A microcontroller contains one or more CPUs
(processor cores) along with memory and
programmable input/output peripherals.
Program memory in the form of Ferroelectric
RAM or OTP ROM is also often included on
chip, as well as a small amount of RAM.
5. Working
• The SensiNet® Services Gateway is a powerful appliance based on the
Intel® Atom ™ processor and provides network management, user
interface, data logging, trending, alarming and communications without any
complicated software to install. A standard browser and network connection
is all that’s required to access and configure the system. The GWAY-2100
also operates as stand-alone data logger with real time views, trending and
e-mail alerts.
6. Classification Of Routing
Protocols
Routing techniques are required for sending data between sensor nodes an
the base stations for communication.
Routing Protocols can be classified :
• Based on Mode of functioning and type of target applications into Proactive,
Reactive and Hybrid.
• Based on Participation style of the nodes into as Direct Communication, Flat
and Clustering Protocols .
• Depending on the Network Structure as Hierarchical, Data Centric and
Location based
7. Direct Communication, Flat and
Clustering Protocols
• In Direct Communication Protocols, any node can send information to the
BS directly.
• When this is applied in a very large network, the energy of sensor nodes
may be drained quickly.
• Its scalability is very small.
• SPIN is an example of this type of protocol.

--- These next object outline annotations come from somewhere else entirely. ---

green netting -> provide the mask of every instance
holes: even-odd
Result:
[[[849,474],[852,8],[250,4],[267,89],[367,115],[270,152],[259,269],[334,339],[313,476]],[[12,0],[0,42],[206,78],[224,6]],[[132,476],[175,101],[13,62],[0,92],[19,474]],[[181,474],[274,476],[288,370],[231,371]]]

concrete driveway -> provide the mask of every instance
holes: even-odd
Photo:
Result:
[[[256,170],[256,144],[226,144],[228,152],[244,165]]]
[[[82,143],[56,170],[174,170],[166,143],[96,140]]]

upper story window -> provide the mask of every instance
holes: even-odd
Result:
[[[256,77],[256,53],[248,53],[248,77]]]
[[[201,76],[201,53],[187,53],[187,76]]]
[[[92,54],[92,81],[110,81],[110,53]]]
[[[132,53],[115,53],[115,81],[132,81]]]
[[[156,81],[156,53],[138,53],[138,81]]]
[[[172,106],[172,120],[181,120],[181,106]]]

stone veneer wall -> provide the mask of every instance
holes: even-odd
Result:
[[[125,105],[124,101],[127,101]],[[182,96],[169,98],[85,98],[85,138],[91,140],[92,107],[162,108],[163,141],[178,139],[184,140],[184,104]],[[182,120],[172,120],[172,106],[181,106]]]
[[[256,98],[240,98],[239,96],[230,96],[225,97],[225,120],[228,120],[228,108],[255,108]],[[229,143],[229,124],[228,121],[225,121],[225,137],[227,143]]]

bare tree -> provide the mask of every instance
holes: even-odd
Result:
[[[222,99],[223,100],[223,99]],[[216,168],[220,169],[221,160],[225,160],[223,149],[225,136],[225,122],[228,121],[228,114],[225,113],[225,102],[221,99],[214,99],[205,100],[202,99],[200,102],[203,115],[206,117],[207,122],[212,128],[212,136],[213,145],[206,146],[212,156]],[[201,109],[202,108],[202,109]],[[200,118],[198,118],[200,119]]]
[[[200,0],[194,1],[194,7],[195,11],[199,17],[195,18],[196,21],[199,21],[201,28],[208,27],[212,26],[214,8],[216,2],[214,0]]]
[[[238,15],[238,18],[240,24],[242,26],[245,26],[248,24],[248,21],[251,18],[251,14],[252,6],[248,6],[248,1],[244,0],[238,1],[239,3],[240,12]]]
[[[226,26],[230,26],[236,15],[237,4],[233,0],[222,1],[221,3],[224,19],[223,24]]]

• In the case of Flat Protocols, if any node needs to transmit data, it first
searches for a valid route to the BS and then transmits the data. Nodes
around the base station may drain their energy quickly.
• Its scalability is average.
• Rumor Routing is an example of this type of protocol.
• According to the clustering protocol, the total area is divided into numbers of
clusters.
• Each and every cluster has a cluster head (CH) and this cluster head
directly communicates with the BS.
• All nodes in a cluster send their data to their corresponding Cluster Head.
• The Threshold sensitive Energy Efficient sensor Network (TEEN) is an
example of a clustering protocol.
8. Advantage/Disadvantage
Advantages
• Wireless sensor networks are used in those harsh and hostile environments where
wired networks can't be deployed. For example in a forest, wireless sensor nodes are
dropped from the air because going down there and deploying a wired setup is not
possible.
• Another advantage is that the wireless sensor networks are scalable. That is why they
are actively being used in applications such as Structural Health Monitoring where
there is a need of dense deployment and with a dense wired set up, it may lead to a
chaos at the time of deployment. Moreover a dense wired set up will prove to be very
costly. On the other hand, wireless sensor nodes can easily be deployed without any
hustle.
Disadvantages
• Limited computation and communication resources are the only disadvantages in
wireless sensor networks. They have limited battery power, limited storage and
computation capabilities, prone to the security attacks and have limited bandwidth to
communicate.
• Less but still human interaction is their.
• Despite of the above disadvantages, sensor networks are being used widely and
considered to be the backbone of the phenomenon we call “Internet of Things”.